Boozy abuse from 20,000 fans makes the 16th at Scottsdale the one they all fear. No wonder Tiger stayed away, writes James Corrigan

Saturday 27 February 2010 01:00

Justin Rose missed a six-footer on Thursday and waited for the abuse to rain down. It only arrived in a trickle. "I had a fortunate escape," reflected the Englishman, who with a 65 had otherwise enjoyed a fine first day of the Waste Management Open. "If that happens on the weekend it would be like Wayne Rooney missing a penalty at Goodison. Only louder."

Rose's yanked tiddler came at the 16th at Scottsdale in Arizona. At 162 yards it is far from being the toughest hole in golf; but thanks to the 20,000 "refreshment freaks" who surround the par-three it is arguably the scariest. Aaron Baddeley probably summed up its uniqueness best of all. "It's the shortest, easiest most intimidating hole in the world," said the Australian.

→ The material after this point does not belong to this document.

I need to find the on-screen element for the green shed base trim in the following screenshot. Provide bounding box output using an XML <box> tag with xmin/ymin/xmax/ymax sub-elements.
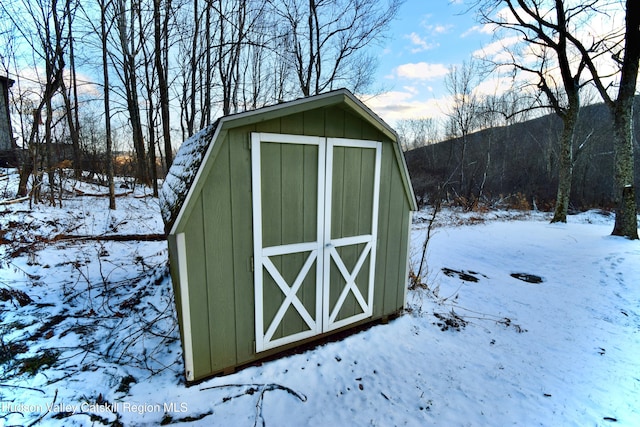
<box><xmin>177</xmin><ymin>232</ymin><xmax>195</xmax><ymax>382</ymax></box>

To some it just isn't golf. The crowd who congregate there boo as loudly as they cheer and as loudly as they sing their songs. They try to keep quiet on a player's backswing. But by the Sunday they fail abysmally. At these moments it less like the Old Course and more like the New Den. Yes, for one hole and one week only, the golfers suddenly know what it feels like in other sports.

"Walking to the tee is kind of like seeing a police car in your rear view mirror, and you don't know if they're after you or not," is Joe Durant's fine analogy. "If you're lucky and the police car roars by, you can take a deep breath." Alas, more often than not the golfers are pulled over.

Little surprise, therefore, that many in this privileged profession elect to stay away from the Phoenix stopover on the PGA Tour. "You listen to the young kids in the locker room and a lot of them don't come here because of that hole," said the veteran Kenny Perry. "They won't play here because they don't want people yelling at them."

It isn't any old yelling, either, although depressingly the "get in the holes" and "you da mans" do ring out every now and again. Predominantly, however, the chants are tailored for particular individuals and are as creative as those of their terrace counterparts. "Somehow," said the 2003-winner, Jonathan Kaye, "they know more than everybody. They know your birthday. They know your kids' names. They know your dog's name. I don't know how they find out all that stuff. But they do."

Not all of it is that good-natured and it is probably a good thing Tiger Woods is not playing this week. The world No 1 actually caused the loudest roar ever heard there when holing-in-one in 1997. But Woods has not turned up since 2001 and after the organisers sought to increase the atmosphere still further by making it the first genuine "stadium" hole two years ago with seating going all the way around, it is doubtful he ever will again.

Still that won't worry the assorted band of students and office-workers who arrive there in record numbers. Some 500,000-plus are expected by Sunday evening and most will visit the 16th and its bars. The event has attracted new sponsors this year, but even that has been given the fans treatment. It has already been renamed "The Wasted Open".